Loading All Players into Memory Upfront: In the first problem, the entire set of players is loaded from the database into memory. This includes all columns for each player which could be 20-30 fields and potentially thousands of rows.
- Why it's inefficient: This operation is memory-intensive and unnecessary if only a subset of the data (like player IDs) is used later.
- Impact: Increased memory usage, slower performance, and potential scalability issues.
Redundant Per-Player Database Queries in Loop: In the last line, there's a database query executed inside nested loops (once for each player in every match).

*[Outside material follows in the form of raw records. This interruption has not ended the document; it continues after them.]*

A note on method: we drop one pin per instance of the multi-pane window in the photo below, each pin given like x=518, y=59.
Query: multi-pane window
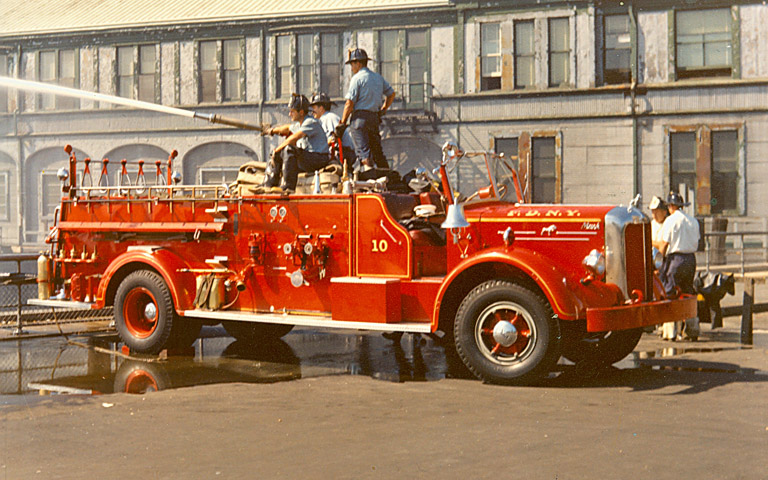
x=559, y=52
x=617, y=66
x=544, y=168
x=330, y=64
x=524, y=55
x=232, y=66
x=5, y=198
x=490, y=56
x=403, y=64
x=137, y=72
x=507, y=147
x=59, y=67
x=220, y=70
x=389, y=54
x=217, y=175
x=703, y=40
x=416, y=57
x=704, y=164
x=283, y=83
x=208, y=71
x=725, y=170
x=304, y=64
x=4, y=70
x=683, y=161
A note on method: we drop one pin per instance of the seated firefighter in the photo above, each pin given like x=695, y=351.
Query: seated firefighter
x=304, y=150
x=321, y=107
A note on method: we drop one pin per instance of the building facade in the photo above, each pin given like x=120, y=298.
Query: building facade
x=594, y=101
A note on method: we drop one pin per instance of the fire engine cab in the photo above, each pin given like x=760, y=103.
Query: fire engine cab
x=511, y=286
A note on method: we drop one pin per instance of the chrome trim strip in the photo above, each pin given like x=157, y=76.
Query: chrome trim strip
x=308, y=321
x=58, y=303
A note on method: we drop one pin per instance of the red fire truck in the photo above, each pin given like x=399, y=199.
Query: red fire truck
x=512, y=286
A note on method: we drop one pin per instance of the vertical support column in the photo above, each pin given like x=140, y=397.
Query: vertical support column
x=746, y=312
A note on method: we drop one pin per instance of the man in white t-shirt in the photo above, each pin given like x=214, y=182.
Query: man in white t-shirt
x=321, y=108
x=679, y=242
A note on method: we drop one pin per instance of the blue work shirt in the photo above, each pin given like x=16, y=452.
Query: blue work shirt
x=329, y=120
x=366, y=89
x=315, y=140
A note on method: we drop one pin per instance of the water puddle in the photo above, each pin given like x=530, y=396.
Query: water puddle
x=52, y=366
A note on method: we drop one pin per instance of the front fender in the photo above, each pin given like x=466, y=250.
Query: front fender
x=165, y=262
x=568, y=297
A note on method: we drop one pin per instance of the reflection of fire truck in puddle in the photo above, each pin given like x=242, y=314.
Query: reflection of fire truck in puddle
x=512, y=286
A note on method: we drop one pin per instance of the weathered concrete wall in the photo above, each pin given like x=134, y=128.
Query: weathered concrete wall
x=441, y=62
x=754, y=39
x=653, y=40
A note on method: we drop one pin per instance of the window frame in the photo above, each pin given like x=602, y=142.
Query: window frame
x=5, y=199
x=59, y=102
x=488, y=83
x=704, y=165
x=616, y=76
x=707, y=71
x=221, y=95
x=524, y=159
x=135, y=76
x=552, y=52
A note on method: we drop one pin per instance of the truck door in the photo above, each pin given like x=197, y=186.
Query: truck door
x=382, y=246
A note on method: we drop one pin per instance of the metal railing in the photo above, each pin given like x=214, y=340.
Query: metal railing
x=718, y=253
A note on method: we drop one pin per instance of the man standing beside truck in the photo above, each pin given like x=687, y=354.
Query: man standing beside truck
x=679, y=242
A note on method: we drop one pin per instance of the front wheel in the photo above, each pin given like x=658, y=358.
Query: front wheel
x=505, y=333
x=144, y=313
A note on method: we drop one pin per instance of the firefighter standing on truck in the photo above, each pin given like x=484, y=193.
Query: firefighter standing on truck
x=365, y=108
x=305, y=149
x=679, y=242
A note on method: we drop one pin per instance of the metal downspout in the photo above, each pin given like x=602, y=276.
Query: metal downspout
x=633, y=104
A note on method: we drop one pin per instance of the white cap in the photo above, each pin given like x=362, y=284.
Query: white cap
x=656, y=202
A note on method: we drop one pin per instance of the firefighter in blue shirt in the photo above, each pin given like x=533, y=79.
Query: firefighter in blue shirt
x=304, y=150
x=364, y=107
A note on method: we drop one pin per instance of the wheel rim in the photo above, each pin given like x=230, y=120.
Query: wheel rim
x=140, y=312
x=520, y=319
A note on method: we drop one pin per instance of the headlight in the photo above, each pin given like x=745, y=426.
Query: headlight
x=658, y=258
x=595, y=263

- Why it's ironic: The full player data was already loaded earlier, but instead of using it, the code redundantly queries the same information again.
- Impact: Results in a large number of database hits (potentially thousands), which significantly degrades performance and increases latency.
Conclusion
For MVPs, this new "code vibing" trend is powerful. You really can build something valuable fast. But AI alone isn't enough - it still needs a developer behind the wheel to keep it from veering off course.
If this MVP leads to funding or real users, the quick wins need to be revisited. Code written with speed in mind, especially when AI is involved often lacks structure, tests, and long-term maintainability. That's fine early on, but it quickly becomes tech debt. To go from prototype to production, you'll need to refactor, standardize, and own the architecture with intention.